The Epic of Gilgamesh
Oratorio in three parts for soli, mixed choir and orchestra according to the critical edition | 50'
Libretto by Bohuslav Martinů after Reginald Campbell
Edited by Aleš Březina
2 0 2 0 - 0 3 2 0 - timp, perc(4), hp, pno, str
World première: 23.01.1958, Basel; Basler Kammerorchester, cond. Paul Sacher
World première of the critical edition: 11.12.2014, Národní divadlo, Brno; Brno Philharmonic Orchestra, cond. Aleksandar Marković
The Epic of Gilgamesh is a large Assyrian-Babylonian poem written in cuneiform script on clay tablets probably dating back to the 7th century BC or even to earlier times.
Despite our enormous progress due to technology and industrialisation I thought that the questions and feelings which preoccupy people are still the same. We find these topics in the literature of ancient peoples which has survived as well as in our own. They revolve around friendship, love and death. The Epic of Gilgamesh expresses intensely and with almost painful anxiety the wish to find answers to these questions, answers we have still not found.

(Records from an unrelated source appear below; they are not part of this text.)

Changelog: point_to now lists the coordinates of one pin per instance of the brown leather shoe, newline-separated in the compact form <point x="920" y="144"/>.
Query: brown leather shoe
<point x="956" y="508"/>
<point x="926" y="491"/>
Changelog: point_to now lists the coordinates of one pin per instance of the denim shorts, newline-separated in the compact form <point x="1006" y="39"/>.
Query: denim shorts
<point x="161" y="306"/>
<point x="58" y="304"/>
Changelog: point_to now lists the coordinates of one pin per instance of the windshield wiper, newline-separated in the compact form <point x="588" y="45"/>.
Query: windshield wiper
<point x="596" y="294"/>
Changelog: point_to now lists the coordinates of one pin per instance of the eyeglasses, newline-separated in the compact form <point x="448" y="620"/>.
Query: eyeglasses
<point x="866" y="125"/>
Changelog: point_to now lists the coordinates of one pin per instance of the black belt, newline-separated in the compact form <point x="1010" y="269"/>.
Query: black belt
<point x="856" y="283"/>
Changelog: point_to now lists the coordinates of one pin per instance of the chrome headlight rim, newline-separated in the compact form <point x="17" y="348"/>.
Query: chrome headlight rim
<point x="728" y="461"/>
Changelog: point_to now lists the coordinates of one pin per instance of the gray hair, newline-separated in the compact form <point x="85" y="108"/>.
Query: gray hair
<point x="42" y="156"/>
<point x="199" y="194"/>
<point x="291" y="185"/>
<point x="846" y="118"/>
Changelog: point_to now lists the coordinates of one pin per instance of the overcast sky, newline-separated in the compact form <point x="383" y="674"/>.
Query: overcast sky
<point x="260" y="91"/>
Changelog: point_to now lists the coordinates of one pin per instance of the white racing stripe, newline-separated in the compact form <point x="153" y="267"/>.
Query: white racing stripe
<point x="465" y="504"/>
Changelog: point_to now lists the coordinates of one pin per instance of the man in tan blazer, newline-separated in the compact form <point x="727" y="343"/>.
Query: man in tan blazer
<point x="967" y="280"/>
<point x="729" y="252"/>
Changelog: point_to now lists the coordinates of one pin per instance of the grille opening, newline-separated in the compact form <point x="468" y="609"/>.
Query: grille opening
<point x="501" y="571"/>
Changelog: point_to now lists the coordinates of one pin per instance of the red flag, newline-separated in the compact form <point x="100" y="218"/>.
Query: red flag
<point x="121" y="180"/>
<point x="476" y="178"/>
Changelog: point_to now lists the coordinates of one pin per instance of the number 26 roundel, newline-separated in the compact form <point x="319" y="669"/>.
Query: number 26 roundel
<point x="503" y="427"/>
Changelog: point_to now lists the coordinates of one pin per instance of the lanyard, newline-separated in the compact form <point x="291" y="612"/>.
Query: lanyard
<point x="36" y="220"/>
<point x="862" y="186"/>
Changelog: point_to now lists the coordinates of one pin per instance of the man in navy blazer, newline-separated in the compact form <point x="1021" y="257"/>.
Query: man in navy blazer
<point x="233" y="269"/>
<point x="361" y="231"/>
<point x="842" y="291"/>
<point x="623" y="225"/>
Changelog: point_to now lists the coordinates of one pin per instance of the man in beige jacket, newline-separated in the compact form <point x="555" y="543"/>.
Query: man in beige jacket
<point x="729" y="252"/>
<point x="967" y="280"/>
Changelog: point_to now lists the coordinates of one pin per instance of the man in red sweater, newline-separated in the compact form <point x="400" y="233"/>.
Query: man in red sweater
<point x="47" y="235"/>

My composition deals with the following events: Gilgamesh, the great king of Uruk, is dreaded and worshipped like a god. He becomes the friend of a strange man named Enkidu who is the original man in his natural state. For a long time he has lived ignorantly and carelessly. The animals he defended were his friends. To win the faith of this dangerous opponent Gilgamesh sends a woman to him, a dancer from the temple of Istar, who seduces him. Having lost his innocence, the animals fear Enkidu and flee as soon as he approaches. He follows the woman to the town where you eat bread and drink wine, where you go dancing and partying. His way of life changes immediately but he understands that he has to work to make his living. He becomes pale. There comes a moment when he remembers his youth with regret. He fights against Gilgamesh but finally they become comrades in arms. The heroes become close friends.
One day Enkidu falls ill. Gilgamesh observes him – for one day, two days, eleven days; then he does not move, he is dead. The question of death, previously unknown to Gilgamesh, arises. He does not understand that Enkidu is gone for ever, "that it was the earth who took him away". He starts to worry about himself and his life. He implores the gods to give him back his friend. But the gods stay silent, he does not get a reply. Gilgamesh begins to search for immortality but he now knows: "Only gods live for ever, the days of human beings are numbered. Therefore you should always enjoy yourself, day and night, be happy and content, night and day".
He utters passionate pleas, he implores the gods to allow him to meet his friend Enkidu again, if only for a moment. By the power of his entreaty the earth opens and Enkidu's ghost appears like smoke. Gilgamesh asks him anxiously what he has seen in this other, unknown world. The epos ends with this dramatic and extremely gloomy monologue.